Intrinsic networks, aka Large Scale Brain Networks p12:
I further hypothesize that the salience network tunes the internal model by predicting which prediction errors to pay attention to [i.e. those errors that are likely to be allostatically relevant and therefore worth the cost of encoding and consolidation; called precision signals.
I hypothesize that the default mode network is necessary for the brain’s internal model. Regardless of the other mental categories mapped to default mode network activity, the simulations initiated within this network cascade to create concepts that eventually categorize sensory inputs and guide movements in the service of allostasis. ... the default mode network represents semantic concepts (see Figure 4B)... the default mode network hosts ‘part’ of their patterns, but simulations are more than just multimodal sensorimotor summaries; they are fully embodied brain states. They emerge as default mode summaries cascade out to primary sensory and motor regions to become detailed and particularized [i.e. to modulate the spiking patterns of sensory and motor neurons.
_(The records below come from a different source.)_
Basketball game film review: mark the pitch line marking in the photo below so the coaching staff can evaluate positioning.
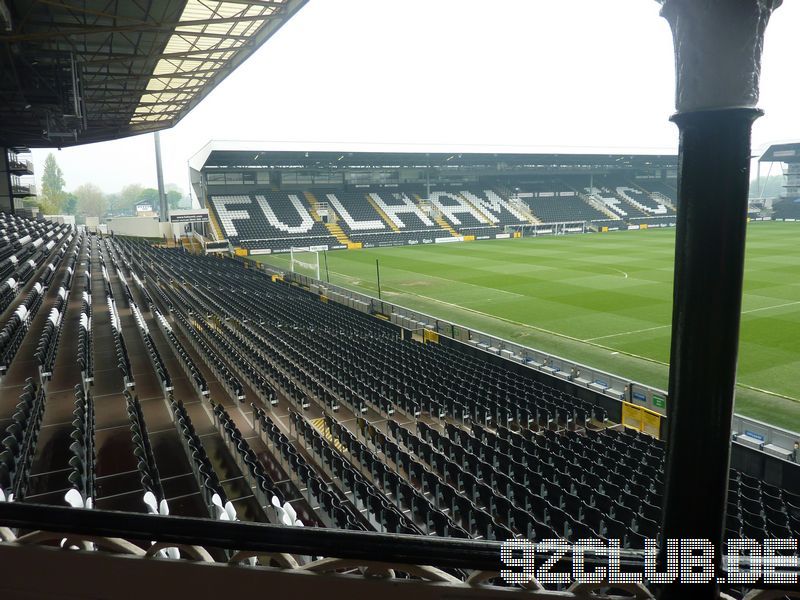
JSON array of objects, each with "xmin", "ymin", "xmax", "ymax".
[
  {"xmin": 583, "ymin": 299, "xmax": 800, "ymax": 343},
  {"xmin": 326, "ymin": 265, "xmax": 526, "ymax": 299},
  {"xmin": 584, "ymin": 324, "xmax": 668, "ymax": 342},
  {"xmin": 741, "ymin": 299, "xmax": 800, "ymax": 315}
]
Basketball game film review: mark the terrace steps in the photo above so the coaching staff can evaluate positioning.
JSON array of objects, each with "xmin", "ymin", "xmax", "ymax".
[
  {"xmin": 304, "ymin": 191, "xmax": 323, "ymax": 222},
  {"xmin": 457, "ymin": 192, "xmax": 496, "ymax": 225},
  {"xmin": 324, "ymin": 222, "xmax": 352, "ymax": 245},
  {"xmin": 413, "ymin": 194, "xmax": 459, "ymax": 237},
  {"xmin": 310, "ymin": 417, "xmax": 345, "ymax": 452},
  {"xmin": 207, "ymin": 207, "xmax": 225, "ymax": 241}
]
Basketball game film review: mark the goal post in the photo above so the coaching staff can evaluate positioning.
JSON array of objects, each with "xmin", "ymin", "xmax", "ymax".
[{"xmin": 289, "ymin": 247, "xmax": 321, "ymax": 280}]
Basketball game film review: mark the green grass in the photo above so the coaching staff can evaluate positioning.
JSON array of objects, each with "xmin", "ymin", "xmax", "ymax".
[{"xmin": 252, "ymin": 222, "xmax": 800, "ymax": 431}]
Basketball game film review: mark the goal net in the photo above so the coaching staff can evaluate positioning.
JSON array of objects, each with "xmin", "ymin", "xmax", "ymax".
[{"xmin": 289, "ymin": 248, "xmax": 321, "ymax": 280}]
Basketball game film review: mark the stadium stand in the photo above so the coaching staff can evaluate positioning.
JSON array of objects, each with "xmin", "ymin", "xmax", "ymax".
[
  {"xmin": 585, "ymin": 185, "xmax": 649, "ymax": 219},
  {"xmin": 636, "ymin": 179, "xmax": 678, "ymax": 205},
  {"xmin": 368, "ymin": 191, "xmax": 437, "ymax": 230},
  {"xmin": 324, "ymin": 192, "xmax": 386, "ymax": 232},
  {"xmin": 0, "ymin": 223, "xmax": 797, "ymax": 598},
  {"xmin": 46, "ymin": 236, "xmax": 788, "ymax": 552},
  {"xmin": 201, "ymin": 181, "xmax": 684, "ymax": 251},
  {"xmin": 521, "ymin": 193, "xmax": 609, "ymax": 223},
  {"xmin": 428, "ymin": 191, "xmax": 490, "ymax": 228},
  {"xmin": 458, "ymin": 189, "xmax": 530, "ymax": 226},
  {"xmin": 600, "ymin": 178, "xmax": 675, "ymax": 216},
  {"xmin": 343, "ymin": 191, "xmax": 452, "ymax": 245},
  {"xmin": 773, "ymin": 197, "xmax": 800, "ymax": 220},
  {"xmin": 208, "ymin": 193, "xmax": 341, "ymax": 252}
]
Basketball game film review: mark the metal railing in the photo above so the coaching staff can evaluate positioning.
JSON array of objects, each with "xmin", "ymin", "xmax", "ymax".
[{"xmin": 0, "ymin": 502, "xmax": 797, "ymax": 598}]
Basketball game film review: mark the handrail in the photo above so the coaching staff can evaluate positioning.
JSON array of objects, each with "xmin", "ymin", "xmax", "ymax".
[{"xmin": 0, "ymin": 502, "xmax": 645, "ymax": 572}]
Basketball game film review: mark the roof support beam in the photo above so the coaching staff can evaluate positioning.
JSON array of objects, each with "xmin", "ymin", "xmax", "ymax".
[
  {"xmin": 3, "ymin": 14, "xmax": 277, "ymax": 42},
  {"xmin": 80, "ymin": 48, "xmax": 242, "ymax": 66}
]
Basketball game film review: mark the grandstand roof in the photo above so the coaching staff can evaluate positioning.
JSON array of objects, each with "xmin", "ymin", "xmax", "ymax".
[
  {"xmin": 189, "ymin": 140, "xmax": 678, "ymax": 172},
  {"xmin": 0, "ymin": 0, "xmax": 307, "ymax": 148},
  {"xmin": 760, "ymin": 142, "xmax": 800, "ymax": 163}
]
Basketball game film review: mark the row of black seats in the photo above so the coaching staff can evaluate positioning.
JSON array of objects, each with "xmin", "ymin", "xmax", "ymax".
[
  {"xmin": 99, "ymin": 242, "xmax": 133, "ymax": 383},
  {"xmin": 460, "ymin": 423, "xmax": 659, "ymax": 546},
  {"xmin": 168, "ymin": 304, "xmax": 244, "ymax": 402},
  {"xmin": 68, "ymin": 385, "xmax": 95, "ymax": 503},
  {"xmin": 106, "ymin": 295, "xmax": 131, "ymax": 382},
  {"xmin": 0, "ymin": 231, "xmax": 74, "ymax": 374},
  {"xmin": 124, "ymin": 389, "xmax": 164, "ymax": 503},
  {"xmin": 132, "ymin": 255, "xmax": 282, "ymax": 409},
  {"xmin": 489, "ymin": 425, "xmax": 665, "ymax": 504},
  {"xmin": 153, "ymin": 307, "xmax": 208, "ymax": 397},
  {"xmin": 0, "ymin": 287, "xmax": 44, "ymax": 373},
  {"xmin": 0, "ymin": 378, "xmax": 46, "ymax": 502},
  {"xmin": 168, "ymin": 396, "xmax": 228, "ymax": 517},
  {"xmin": 727, "ymin": 470, "xmax": 800, "ymax": 540},
  {"xmin": 211, "ymin": 402, "xmax": 283, "ymax": 518},
  {"xmin": 192, "ymin": 315, "xmax": 271, "ymax": 403},
  {"xmin": 35, "ymin": 233, "xmax": 83, "ymax": 376},
  {"xmin": 77, "ymin": 254, "xmax": 93, "ymax": 384},
  {"xmin": 290, "ymin": 411, "xmax": 421, "ymax": 535},
  {"xmin": 132, "ymin": 301, "xmax": 172, "ymax": 392},
  {"xmin": 317, "ymin": 413, "xmax": 473, "ymax": 539},
  {"xmin": 0, "ymin": 213, "xmax": 50, "ymax": 264},
  {"xmin": 366, "ymin": 417, "xmax": 520, "ymax": 541},
  {"xmin": 253, "ymin": 405, "xmax": 363, "ymax": 530},
  {"xmin": 0, "ymin": 221, "xmax": 69, "ymax": 312}
]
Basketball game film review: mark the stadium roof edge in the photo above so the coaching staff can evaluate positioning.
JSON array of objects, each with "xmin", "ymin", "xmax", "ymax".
[
  {"xmin": 760, "ymin": 142, "xmax": 800, "ymax": 163},
  {"xmin": 188, "ymin": 140, "xmax": 679, "ymax": 172},
  {"xmin": 0, "ymin": 0, "xmax": 308, "ymax": 148}
]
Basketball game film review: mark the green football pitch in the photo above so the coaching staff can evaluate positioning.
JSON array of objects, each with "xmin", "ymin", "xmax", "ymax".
[{"xmin": 251, "ymin": 222, "xmax": 800, "ymax": 432}]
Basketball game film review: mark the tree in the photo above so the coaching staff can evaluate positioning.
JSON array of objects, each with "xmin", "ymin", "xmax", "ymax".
[
  {"xmin": 63, "ymin": 192, "xmax": 78, "ymax": 215},
  {"xmin": 119, "ymin": 184, "xmax": 144, "ymax": 212},
  {"xmin": 166, "ymin": 189, "xmax": 182, "ymax": 209},
  {"xmin": 138, "ymin": 188, "xmax": 159, "ymax": 203},
  {"xmin": 40, "ymin": 153, "xmax": 66, "ymax": 212},
  {"xmin": 105, "ymin": 192, "xmax": 122, "ymax": 214},
  {"xmin": 74, "ymin": 183, "xmax": 107, "ymax": 219},
  {"xmin": 166, "ymin": 183, "xmax": 188, "ymax": 209}
]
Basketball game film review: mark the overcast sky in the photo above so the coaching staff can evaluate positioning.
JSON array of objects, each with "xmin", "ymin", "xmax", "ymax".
[{"xmin": 29, "ymin": 0, "xmax": 800, "ymax": 199}]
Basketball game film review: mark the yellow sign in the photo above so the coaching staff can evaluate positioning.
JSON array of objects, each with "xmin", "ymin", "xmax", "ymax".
[
  {"xmin": 640, "ymin": 223, "xmax": 648, "ymax": 230},
  {"xmin": 601, "ymin": 227, "xmax": 609, "ymax": 233},
  {"xmin": 347, "ymin": 242, "xmax": 363, "ymax": 250},
  {"xmin": 423, "ymin": 329, "xmax": 439, "ymax": 344},
  {"xmin": 621, "ymin": 401, "xmax": 661, "ymax": 439},
  {"xmin": 463, "ymin": 235, "xmax": 476, "ymax": 242},
  {"xmin": 642, "ymin": 410, "xmax": 661, "ymax": 438},
  {"xmin": 234, "ymin": 247, "xmax": 248, "ymax": 256}
]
You will need a knife and fork to make your way thru the TCE paper, but, it clarifies the nontechnical descriptions in the book. It's worth it, or your money back! [jch 2017-11-11]
CONCEPT, from Latin capere, to take, seize, catch.
AHD ProtoIndoEuropeanroot:kap- To grasp
Conscousness is scale free. (consciousness involves tiny processes and macro-processes. And no matter how much we understand about it, it will always be a mystery)
motivated reasoning is done by the rider, where as implicit bias (affective realism) is the elephant.
Four Fs: fight, flight, feed and mate.